The DoE official said that when the institution is an aided school, the chairman of the school managing committee is the appointing/ disciplinary authority and hears the cases of corporal punishment.

“However, if the chairman decides to suspend the teacher involved in corporal punishment, he or she will have to approach the director of education, who in turn then listens to both involved parties before deciding the matter,” the official noted. “And then if the institution is a non-aided school then the aggrieved party – mostly parents of the ‘victim’ child – approach the legal authorities such as Goa Children’s Court and Goa State Commission for Protection of Child Rights,” it was informed, “And although the commission is only a recommending body and cannot pass verdicts it has done so in the past on few occasions.”

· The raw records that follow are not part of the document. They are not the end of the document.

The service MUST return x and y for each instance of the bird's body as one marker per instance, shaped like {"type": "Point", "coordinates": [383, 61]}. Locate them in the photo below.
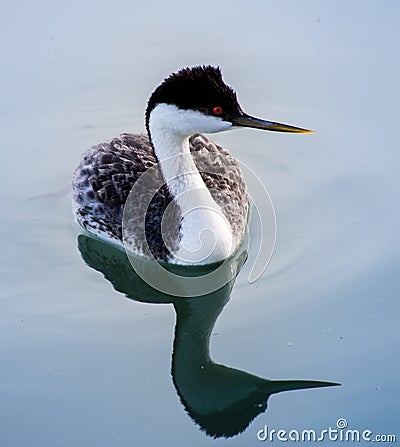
{"type": "Point", "coordinates": [108, 171]}
{"type": "Point", "coordinates": [198, 212]}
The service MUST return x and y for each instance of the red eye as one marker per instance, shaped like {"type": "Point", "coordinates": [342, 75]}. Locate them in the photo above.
{"type": "Point", "coordinates": [217, 110]}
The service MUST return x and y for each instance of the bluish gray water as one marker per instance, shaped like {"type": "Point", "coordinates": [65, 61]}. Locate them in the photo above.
{"type": "Point", "coordinates": [83, 365]}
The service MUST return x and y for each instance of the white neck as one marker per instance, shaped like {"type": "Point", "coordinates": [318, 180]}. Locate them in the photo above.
{"type": "Point", "coordinates": [206, 235]}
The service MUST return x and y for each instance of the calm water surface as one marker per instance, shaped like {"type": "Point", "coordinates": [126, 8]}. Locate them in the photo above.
{"type": "Point", "coordinates": [81, 363]}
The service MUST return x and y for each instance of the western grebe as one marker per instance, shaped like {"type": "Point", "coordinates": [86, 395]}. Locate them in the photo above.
{"type": "Point", "coordinates": [188, 102]}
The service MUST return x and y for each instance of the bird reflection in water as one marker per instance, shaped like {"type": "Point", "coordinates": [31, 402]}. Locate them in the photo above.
{"type": "Point", "coordinates": [221, 400]}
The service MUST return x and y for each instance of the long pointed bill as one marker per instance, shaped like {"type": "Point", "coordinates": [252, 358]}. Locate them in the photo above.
{"type": "Point", "coordinates": [256, 123]}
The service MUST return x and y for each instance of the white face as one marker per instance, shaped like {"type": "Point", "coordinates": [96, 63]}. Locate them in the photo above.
{"type": "Point", "coordinates": [185, 122]}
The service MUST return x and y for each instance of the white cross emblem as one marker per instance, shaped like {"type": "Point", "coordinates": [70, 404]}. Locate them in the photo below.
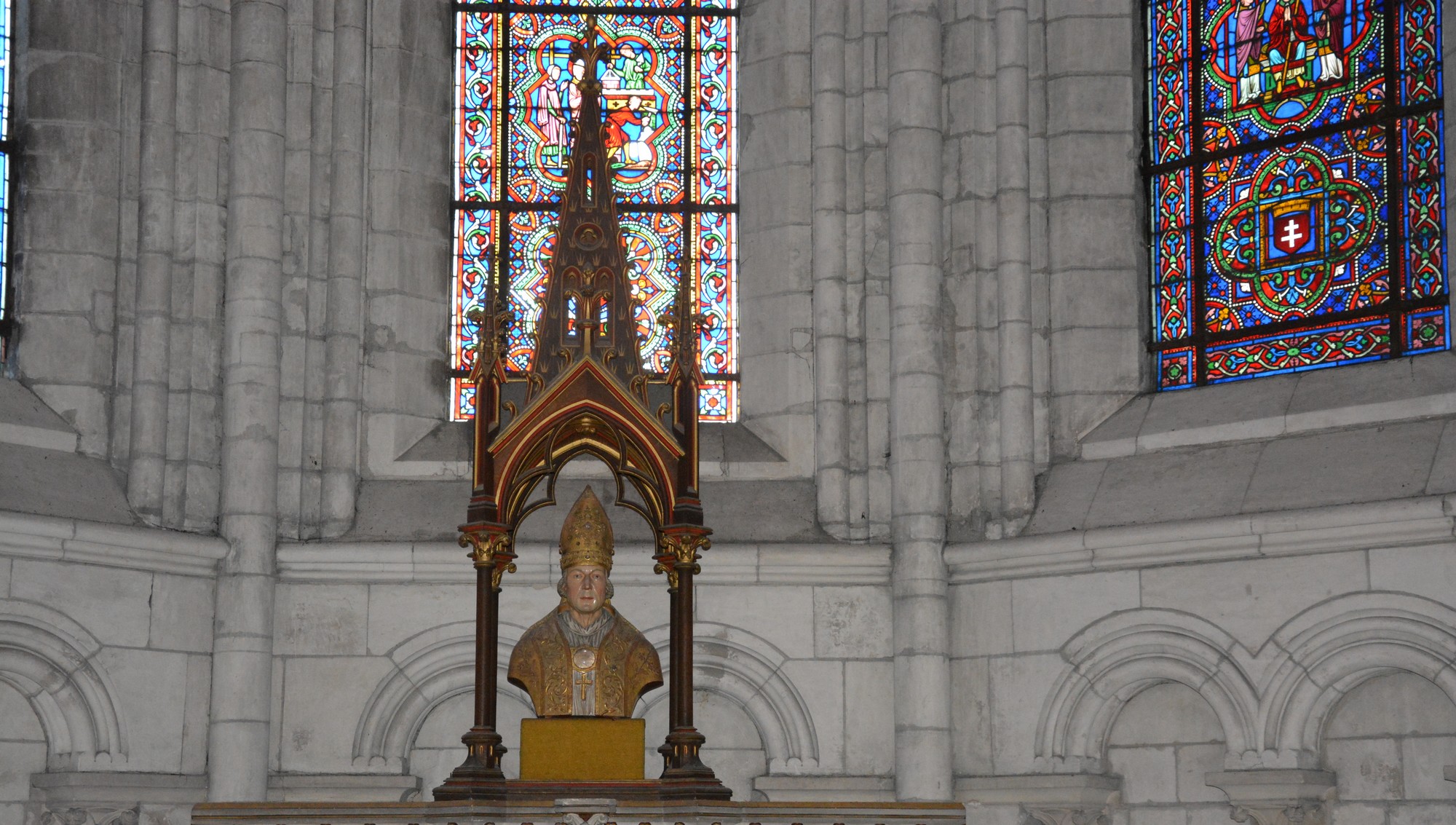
{"type": "Point", "coordinates": [1292, 234]}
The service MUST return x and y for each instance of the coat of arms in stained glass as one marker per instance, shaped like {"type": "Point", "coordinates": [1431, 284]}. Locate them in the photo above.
{"type": "Point", "coordinates": [1297, 186]}
{"type": "Point", "coordinates": [668, 95]}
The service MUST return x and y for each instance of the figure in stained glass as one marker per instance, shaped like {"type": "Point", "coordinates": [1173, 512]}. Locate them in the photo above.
{"type": "Point", "coordinates": [633, 66]}
{"type": "Point", "coordinates": [625, 132]}
{"type": "Point", "coordinates": [1297, 186]}
{"type": "Point", "coordinates": [668, 97]}
{"type": "Point", "coordinates": [551, 119]}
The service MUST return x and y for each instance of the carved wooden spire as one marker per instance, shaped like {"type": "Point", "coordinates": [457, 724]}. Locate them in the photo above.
{"type": "Point", "coordinates": [589, 298]}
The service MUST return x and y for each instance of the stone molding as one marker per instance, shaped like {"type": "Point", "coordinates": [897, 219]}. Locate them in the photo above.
{"type": "Point", "coordinates": [1283, 406]}
{"type": "Point", "coordinates": [1272, 704]}
{"type": "Point", "coordinates": [25, 535]}
{"type": "Point", "coordinates": [117, 790]}
{"type": "Point", "coordinates": [1069, 815]}
{"type": "Point", "coordinates": [1049, 799]}
{"type": "Point", "coordinates": [727, 563]}
{"type": "Point", "coordinates": [439, 663]}
{"type": "Point", "coordinates": [825, 789]}
{"type": "Point", "coordinates": [1278, 796]}
{"type": "Point", "coordinates": [1091, 793]}
{"type": "Point", "coordinates": [647, 813]}
{"type": "Point", "coordinates": [343, 787]}
{"type": "Point", "coordinates": [1279, 534]}
{"type": "Point", "coordinates": [50, 659]}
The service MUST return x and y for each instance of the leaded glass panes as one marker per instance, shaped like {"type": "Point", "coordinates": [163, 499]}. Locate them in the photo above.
{"type": "Point", "coordinates": [669, 95]}
{"type": "Point", "coordinates": [7, 171]}
{"type": "Point", "coordinates": [1295, 184]}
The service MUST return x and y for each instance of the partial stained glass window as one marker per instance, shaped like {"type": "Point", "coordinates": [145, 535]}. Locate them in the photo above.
{"type": "Point", "coordinates": [1297, 186]}
{"type": "Point", "coordinates": [669, 100]}
{"type": "Point", "coordinates": [7, 285]}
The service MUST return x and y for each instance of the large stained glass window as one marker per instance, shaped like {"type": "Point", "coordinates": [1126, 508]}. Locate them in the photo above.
{"type": "Point", "coordinates": [669, 95]}
{"type": "Point", "coordinates": [1297, 186]}
{"type": "Point", "coordinates": [7, 173]}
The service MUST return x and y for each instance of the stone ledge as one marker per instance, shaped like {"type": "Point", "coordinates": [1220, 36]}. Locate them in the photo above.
{"type": "Point", "coordinates": [25, 420]}
{"type": "Point", "coordinates": [1286, 532]}
{"type": "Point", "coordinates": [826, 789]}
{"type": "Point", "coordinates": [63, 789]}
{"type": "Point", "coordinates": [1056, 790]}
{"type": "Point", "coordinates": [1413, 388]}
{"type": "Point", "coordinates": [443, 561]}
{"type": "Point", "coordinates": [25, 535]}
{"type": "Point", "coordinates": [659, 813]}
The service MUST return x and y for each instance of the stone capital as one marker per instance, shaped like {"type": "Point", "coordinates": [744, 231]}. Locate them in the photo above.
{"type": "Point", "coordinates": [1283, 796]}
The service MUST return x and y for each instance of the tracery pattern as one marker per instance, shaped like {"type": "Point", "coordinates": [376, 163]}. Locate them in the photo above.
{"type": "Point", "coordinates": [1297, 186]}
{"type": "Point", "coordinates": [672, 130]}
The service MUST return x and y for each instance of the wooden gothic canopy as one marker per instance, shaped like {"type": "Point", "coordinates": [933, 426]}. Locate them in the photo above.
{"type": "Point", "coordinates": [586, 392]}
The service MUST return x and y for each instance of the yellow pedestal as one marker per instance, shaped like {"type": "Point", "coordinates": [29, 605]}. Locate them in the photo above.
{"type": "Point", "coordinates": [583, 748]}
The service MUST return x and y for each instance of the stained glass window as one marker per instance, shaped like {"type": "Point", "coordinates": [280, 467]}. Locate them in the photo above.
{"type": "Point", "coordinates": [1295, 184]}
{"type": "Point", "coordinates": [669, 95]}
{"type": "Point", "coordinates": [7, 286]}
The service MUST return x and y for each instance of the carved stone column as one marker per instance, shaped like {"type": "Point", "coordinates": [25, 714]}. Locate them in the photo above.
{"type": "Point", "coordinates": [1278, 796]}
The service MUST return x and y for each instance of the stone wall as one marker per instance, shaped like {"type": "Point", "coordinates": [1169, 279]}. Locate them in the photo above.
{"type": "Point", "coordinates": [957, 554]}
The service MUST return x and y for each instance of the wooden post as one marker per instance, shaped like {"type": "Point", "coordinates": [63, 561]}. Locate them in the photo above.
{"type": "Point", "coordinates": [679, 557]}
{"type": "Point", "coordinates": [480, 775]}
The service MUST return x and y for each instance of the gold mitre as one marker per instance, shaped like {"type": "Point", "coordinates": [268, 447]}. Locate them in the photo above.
{"type": "Point", "coordinates": [586, 538]}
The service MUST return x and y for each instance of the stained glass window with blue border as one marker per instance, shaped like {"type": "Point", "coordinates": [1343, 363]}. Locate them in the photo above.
{"type": "Point", "coordinates": [1297, 186]}
{"type": "Point", "coordinates": [669, 95]}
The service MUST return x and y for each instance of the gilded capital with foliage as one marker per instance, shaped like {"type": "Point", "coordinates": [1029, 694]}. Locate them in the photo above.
{"type": "Point", "coordinates": [491, 548]}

Incidentally, the Goa Children’s Act and the Goa, Daman, and Diu School Education Rules, 1986 have both banned corporal punishment in schools.

On a parting note, the DoE official said that he has also encountered a parent – a native from Rajasthan – who mercilessly slapped his son studying in a Goan school before the teacher for some mistake, and further remarked that his own teachers in Rajasthan used to beat the students in order to discipline them.

Although the old saying, ‘Spare the rod and spoil the child’ is no longer the guiding force for teachers and statistics shows drop in the cases of corporal punishment in Goan schools, there could still be few such incidents taking place and going unnoticed, especially if the students are from the lower class, or their parents afraid to take up the matter with the authorities.